UPenn law professor Amy Wax is coming to UNC on Monday to talk about her latest book, Race, Wrongs, and Remedies: Group Justice in the 21st Century.

At first glance, it sounds like something progressive and cool. But.   
Wax argues that discrimination against blacks in the U.S. has dramatically abated and that the most important factors impeding black progress are behavioral: low educational attainment, poor socialization and work habits, drug use, criminality, paternal abandonment, and non-marital childbearing. [Event page]
It doesn't sound like she has changed her tune much from the 2007 paper she wrote, Engines of Inequality: Class, Race, and Family Structure (which, once again, that title is totally progressive/pc/feminist bait, and you think it is going to be all awesome and about intersectionality and systemic oppression and lingering institutional racism, but NO):
The article concludes that society-wide changes in economic conditions or social expectations cannot account for these patterns. Rather, for reasons that are poorly understood, cultural disparities have emerged by class and race in attitudes and behaviors surrounding family, sexuality, and reproduction. These disparities will likely fuel social and economic inequality and contribute to disparities in children's life prospects for decades to come.  [Abstract]
Maybe Wax influenced that David Brooks column on Haiti that got Matt Taibbi (and everyone else) outraged. According to Taibbi's translation, Brooks was basically saying:
Haitians are a bunch of lazy niggers who can’t keep their dongs in their pants and probably wouldn’t be pancaked under fifty tons of rubble if they had spent a little more time over the years listening to the clarion call of white progress, and learning to use a freaking T-square, instead of singing and dancing and dabbling in not-entirely-Christian religions and making babies all the fucking time. I know I’m supposed to respect other cultures and keep my mouth shut about this stuff, but my penis is only four and a third inches long when fully engorged and so I’m kind of at the end of my patience just generally, especially when it comes to “progress-resistant” cultures.
See? This is what Wax will probably be getting at. I wonder why students aren't all outraged about this like they were when Tancredo came to campus. Maybe because Wax's bigotry is better veiled/buried in boring ass law review articles?
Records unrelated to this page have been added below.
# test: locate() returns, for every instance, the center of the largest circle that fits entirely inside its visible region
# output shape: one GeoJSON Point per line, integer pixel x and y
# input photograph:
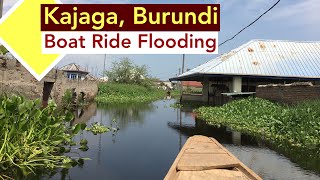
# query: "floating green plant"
{"type": "Point", "coordinates": [32, 138]}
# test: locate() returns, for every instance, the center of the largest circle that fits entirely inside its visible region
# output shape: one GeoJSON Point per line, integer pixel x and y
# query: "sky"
{"type": "Point", "coordinates": [296, 20]}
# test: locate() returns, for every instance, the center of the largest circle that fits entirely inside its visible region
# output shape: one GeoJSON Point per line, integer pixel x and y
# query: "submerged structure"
{"type": "Point", "coordinates": [258, 62]}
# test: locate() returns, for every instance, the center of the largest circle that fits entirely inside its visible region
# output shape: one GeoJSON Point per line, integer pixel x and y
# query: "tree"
{"type": "Point", "coordinates": [126, 71]}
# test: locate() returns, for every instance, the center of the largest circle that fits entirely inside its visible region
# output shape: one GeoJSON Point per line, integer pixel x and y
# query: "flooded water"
{"type": "Point", "coordinates": [150, 138]}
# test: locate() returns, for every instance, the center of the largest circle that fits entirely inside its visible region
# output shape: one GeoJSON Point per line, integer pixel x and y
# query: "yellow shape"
{"type": "Point", "coordinates": [21, 33]}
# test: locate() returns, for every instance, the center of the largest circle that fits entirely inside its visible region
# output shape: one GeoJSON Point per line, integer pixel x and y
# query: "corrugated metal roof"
{"type": "Point", "coordinates": [73, 67]}
{"type": "Point", "coordinates": [266, 58]}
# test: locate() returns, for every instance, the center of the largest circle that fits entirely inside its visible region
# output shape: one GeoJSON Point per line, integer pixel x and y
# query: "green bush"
{"type": "Point", "coordinates": [297, 126]}
{"type": "Point", "coordinates": [115, 93]}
Anyway. What is the Federalist Society thinking? I don't see how she is relevant to their so-called organizational aims. Not really sure how this has anything to do with a more fundamentalist/originalist (is that a word?) interpretation of the Constitution. And did they think other faculty members/students here wouldn't get wind of this and judge them? Or am I naive, is this acceptable and cool with most law students?

So I will be there on Monday to hear this. I  am looking forward to an uncomfortable q+a session wherein some of our faculty, or any of our other students, ask this lady where the hell she gets off spewing this stuff.